Just because you can, doesn't mean you should.

I'm going to start this one by quoting Hoff who was quoting Andreas Antonopoulos of Nemertes Research Group who was paraphrasing a concept put forth by Doug Gourlay.

From Rational Survivability

"How about using netflow information to re-balance servers in a data center"

Routing: Controlling the flow of network traffic to an optimal path between two nodes

Virtual-Routing or Anti-Routing: VMotioning nodes (servers) to optimize the flow of traffic on the network.

Using netflow information, identify those nodes (virtual servers) that have the highest traffic "affinity" from a volume perspective (or some other desired metric, like desired latency etc) and move (VMotion, XenMotion) the nodes around to re-balance the network. For example, bring the virtual servers exchanging the most traffic to hosts on the same switch or even to the same host to minimize traffic crossing multiple switches. Create a whole-data-center mapping of traffic flows, solve for least switch hops per flow and re-map all the servers in the data center to optimize network traffic.

My first reaction was, yup, that makes a lot of sense from a network point of view, and given who made the comment, it does make sense. Then I choked on my own tongue as the security weenie in me started in on the throttling process, reminding me that while this is fantastic from an autonomics perspective, it's missing some serious input variables.

Latency of the "network" and VM spin-up aside, the dirty little secret is that what's being described here is a realistic and necessary component of real time (or adaptive) infrastructure.  We need to get ultimately to the point where within context, we have the ability to do this, but I want to remind folks that availability is only one leg of the stool.  We've got the other nasty bits to concern ourselves with, too.

Yes, yes we do have other nasty bits to concern ourselves with, and they aren't all security related, though Hoff is, necessarily, more concerned with the security aspects than those of the application.

The concept is sound, I agree, and the dynamism of the network described is absolutely essential in a dynamic, virtual environment. But re-balancing the network based on traffic or network-oriented variables like latency misses some very important application-specific parameters.

Optimizing network traffic is a good thing, but not when that optimization might move nodes (virtual servers) to servers which will negatively affect the performance of the application while improving network-oriented performance. Sure, moving a virtual image of an application from one node to another may decrease hops per flow and associated latency, but the assumption is that all compute resources (hardware) is created equal and that the resource is capable of providing the same level of application performance as its previous hardware. It also assumes that the performance of the application being moved (because that's what's it all about) will not be adversely affected by a move to a compute resource which is already limited in its capacity by the fact that it's serving up other applications.

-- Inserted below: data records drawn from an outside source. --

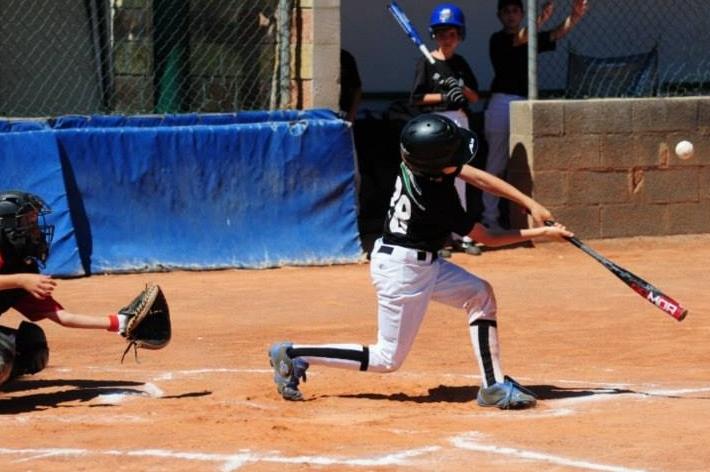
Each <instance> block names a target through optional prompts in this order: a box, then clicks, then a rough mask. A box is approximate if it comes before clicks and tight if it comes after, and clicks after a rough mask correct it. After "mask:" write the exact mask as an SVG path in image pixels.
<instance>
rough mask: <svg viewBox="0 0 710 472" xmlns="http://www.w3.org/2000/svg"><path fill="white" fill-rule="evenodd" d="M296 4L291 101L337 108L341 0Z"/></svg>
mask: <svg viewBox="0 0 710 472" xmlns="http://www.w3.org/2000/svg"><path fill="white" fill-rule="evenodd" d="M298 5H299V8H298V10H297V11H296V15H295V22H296V25H295V27H294V28H292V31H293V35H292V37H291V45H292V46H291V47H292V53H291V58H292V63H291V70H292V73H293V74H294V75H293V80H292V82H291V83H292V92H291V101H292V105H293V107H294V108H330V109H332V110H337V109H338V97H339V95H340V83H339V79H340V0H301V1H300V2H298ZM316 25H317V27H316Z"/></svg>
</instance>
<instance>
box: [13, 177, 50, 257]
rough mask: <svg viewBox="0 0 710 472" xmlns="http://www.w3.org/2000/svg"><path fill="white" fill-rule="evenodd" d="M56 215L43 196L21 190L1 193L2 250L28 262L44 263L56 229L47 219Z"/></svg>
mask: <svg viewBox="0 0 710 472" xmlns="http://www.w3.org/2000/svg"><path fill="white" fill-rule="evenodd" d="M51 212H52V209H51V208H49V205H47V204H46V203H45V202H44V201H43V200H42V199H41V198H40V197H38V196H37V195H33V194H31V193H27V192H22V191H19V190H6V191H2V192H0V247H1V248H2V249H3V250H4V251H11V252H13V253H14V254H16V255H17V256H18V257H19V258H21V259H25V260H26V261H27V262H28V263H31V262H32V261H33V260H36V261H38V262H39V263H40V264H43V263H44V262H45V261H46V260H47V257H49V248H50V245H51V243H52V238H53V236H54V226H53V225H49V224H46V222H45V217H46V215H48V214H49V213H51Z"/></svg>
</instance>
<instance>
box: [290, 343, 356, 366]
mask: <svg viewBox="0 0 710 472" xmlns="http://www.w3.org/2000/svg"><path fill="white" fill-rule="evenodd" d="M286 354H287V355H288V356H289V357H291V358H294V357H301V358H304V359H305V360H306V361H307V362H308V363H311V364H320V365H327V366H330V367H340V368H346V369H359V370H367V366H368V363H369V360H370V350H369V348H368V347H367V346H361V345H358V344H323V345H317V346H310V345H302V344H301V345H294V346H292V347H291V348H289V349H288V350H287V351H286Z"/></svg>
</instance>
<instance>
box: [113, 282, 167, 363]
mask: <svg viewBox="0 0 710 472" xmlns="http://www.w3.org/2000/svg"><path fill="white" fill-rule="evenodd" d="M118 313H119V314H120V315H125V316H126V317H127V320H126V328H125V330H124V332H123V333H121V334H122V335H123V337H125V338H126V341H128V347H127V348H126V350H125V351H124V352H123V356H122V357H121V362H123V359H124V358H125V357H126V353H128V351H129V350H130V349H131V348H134V353H135V356H136V361H137V360H138V348H144V349H162V348H164V347H165V346H167V345H168V343H169V342H170V335H171V332H172V331H171V328H170V310H169V309H168V302H167V300H165V295H164V294H163V291H162V290H161V288H160V286H159V285H157V284H148V285H147V286H146V288H145V290H143V291H142V292H141V293H139V294H138V296H137V297H136V298H134V299H133V301H131V303H129V304H128V305H127V306H125V307H123V308H121V309H120V310H118Z"/></svg>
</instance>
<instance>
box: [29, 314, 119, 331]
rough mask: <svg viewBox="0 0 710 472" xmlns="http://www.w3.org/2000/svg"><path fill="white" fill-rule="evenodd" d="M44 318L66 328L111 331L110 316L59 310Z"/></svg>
mask: <svg viewBox="0 0 710 472" xmlns="http://www.w3.org/2000/svg"><path fill="white" fill-rule="evenodd" d="M43 316H44V318H47V319H49V320H52V321H54V322H55V323H57V324H60V325H62V326H64V327H65V328H84V329H106V330H107V329H109V327H110V319H109V317H108V316H91V315H82V314H78V313H72V312H70V311H67V310H64V309H59V310H56V311H51V312H49V313H45V314H44V315H43Z"/></svg>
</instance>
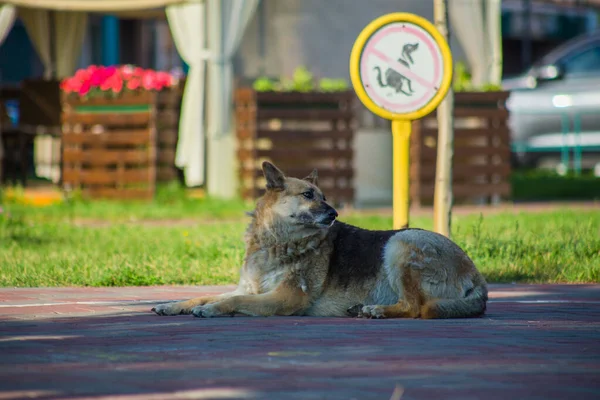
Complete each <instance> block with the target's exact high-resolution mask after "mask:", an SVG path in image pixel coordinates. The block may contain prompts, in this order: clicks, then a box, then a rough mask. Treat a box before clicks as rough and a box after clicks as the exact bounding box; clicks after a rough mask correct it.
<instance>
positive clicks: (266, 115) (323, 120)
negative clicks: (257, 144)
mask: <svg viewBox="0 0 600 400" xmlns="http://www.w3.org/2000/svg"><path fill="white" fill-rule="evenodd" d="M250 112H252V111H250ZM244 113H246V112H238V115H239V114H244ZM252 113H253V112H252ZM353 117H354V113H353V112H352V111H351V110H328V109H264V108H259V109H257V110H256V119H258V120H265V119H284V120H292V119H294V120H302V121H330V120H334V119H352V118H353ZM248 118H249V119H250V118H251V116H248Z"/></svg>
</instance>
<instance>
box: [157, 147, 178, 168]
mask: <svg viewBox="0 0 600 400" xmlns="http://www.w3.org/2000/svg"><path fill="white" fill-rule="evenodd" d="M157 153H158V160H157V161H158V163H159V164H169V165H173V164H175V150H174V149H160V150H159V151H158V152H157Z"/></svg>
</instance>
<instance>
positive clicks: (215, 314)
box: [192, 304, 219, 318]
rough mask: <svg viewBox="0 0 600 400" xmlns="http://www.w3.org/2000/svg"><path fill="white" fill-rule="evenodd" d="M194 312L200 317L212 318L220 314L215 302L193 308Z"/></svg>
mask: <svg viewBox="0 0 600 400" xmlns="http://www.w3.org/2000/svg"><path fill="white" fill-rule="evenodd" d="M192 314H194V317H198V318H212V317H216V316H218V315H219V313H218V311H217V309H216V307H215V306H214V304H205V305H203V306H198V307H194V308H192Z"/></svg>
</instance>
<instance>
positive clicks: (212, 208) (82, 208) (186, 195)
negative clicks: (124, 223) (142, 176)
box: [0, 183, 253, 223]
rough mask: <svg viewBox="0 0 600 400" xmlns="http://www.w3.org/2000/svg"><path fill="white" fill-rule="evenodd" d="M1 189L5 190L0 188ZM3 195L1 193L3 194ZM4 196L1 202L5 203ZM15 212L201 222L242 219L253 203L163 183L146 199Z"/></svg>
mask: <svg viewBox="0 0 600 400" xmlns="http://www.w3.org/2000/svg"><path fill="white" fill-rule="evenodd" d="M0 190H1V189H0ZM0 194H1V193H0ZM1 200H2V199H1V198H0V204H2V201H1ZM5 207H9V208H10V209H11V210H12V211H13V213H17V214H26V215H27V219H28V220H35V221H40V222H41V221H45V222H48V221H70V222H82V221H83V222H92V221H99V222H112V223H124V222H136V221H140V220H162V221H164V220H178V219H189V218H194V219H196V220H198V221H215V220H220V219H231V218H239V217H240V216H241V215H242V214H243V213H244V211H248V210H251V209H252V207H253V204H252V203H249V202H243V201H241V200H220V199H211V198H204V199H195V198H191V197H189V196H187V194H186V191H185V189H183V188H182V187H181V186H180V185H178V184H176V183H173V184H167V185H163V186H160V187H159V188H158V189H157V193H156V198H155V200H154V201H151V202H144V201H139V202H135V201H129V202H119V201H108V200H107V201H102V200H96V201H83V200H80V199H77V198H75V199H73V200H71V201H66V202H63V203H60V204H55V205H52V206H47V207H31V206H28V205H23V204H10V203H9V204H5Z"/></svg>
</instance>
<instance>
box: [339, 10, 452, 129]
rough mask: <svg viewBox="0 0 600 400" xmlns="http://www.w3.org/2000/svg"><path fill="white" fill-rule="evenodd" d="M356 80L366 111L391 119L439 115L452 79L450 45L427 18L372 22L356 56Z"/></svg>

Hoff gets it right when he mentions context, as there are many more variables to application performance than just network optimizations such as number of hops and bandwidth. There's also this little matter of server affinity that isn't well addressed by moving virtual servers around while they're serving up applications because server affinity (persistence) needs to be handled by an application-aware infrastructure, of which routers and switches are not generally not.

There's also the need to consider the client side of the equation, as the context associated with a client (browser? iPhone? Blackberry? Laptop? DSL? LAN? Wireless? Contractor? Employee? Customer?) is equally important to determining how best an application should be delivered. These are contextual parameters, and not necessarily related to the network in the sense that they can be deduced from network-level parameters. Ignoring these factors can result in an application that performs poorly or outright doesn't function as expected.

Network-based load balancing doesn't adequately address the scalability issues of an application; it addresses the performance of the network. And while that's one piece of the overall application performance equation, it doesn't begin to address more relevant factors that affect the performance of an application. It's like choosing the line at the bank that appears to be moving the fastest at the time you choose it. You can't know what transactions the people ahead of you are about to perform, so your choice is based on parameters that tell only part of the story and, as we often lament (at least I do) the line we choose is often "the wrong one" because we don't have all the information we need to choose the line that will perform the best for us.

The ability to dynamically adjust the network is, I agree, absolutely necessary. But the execution of adjustment has to begin at the top, at the application. The application (or management/monitoring solution responsible for overseeing the dynamic data center) needs to be the authoritative source for when it should or should not move, not the network. A solution with a holistic view of the network, the application delivery infrastructure, and the application needs to determine when an application could benefit from a move, and then collaborate with the underlying infrastructure to determine how best to move that application.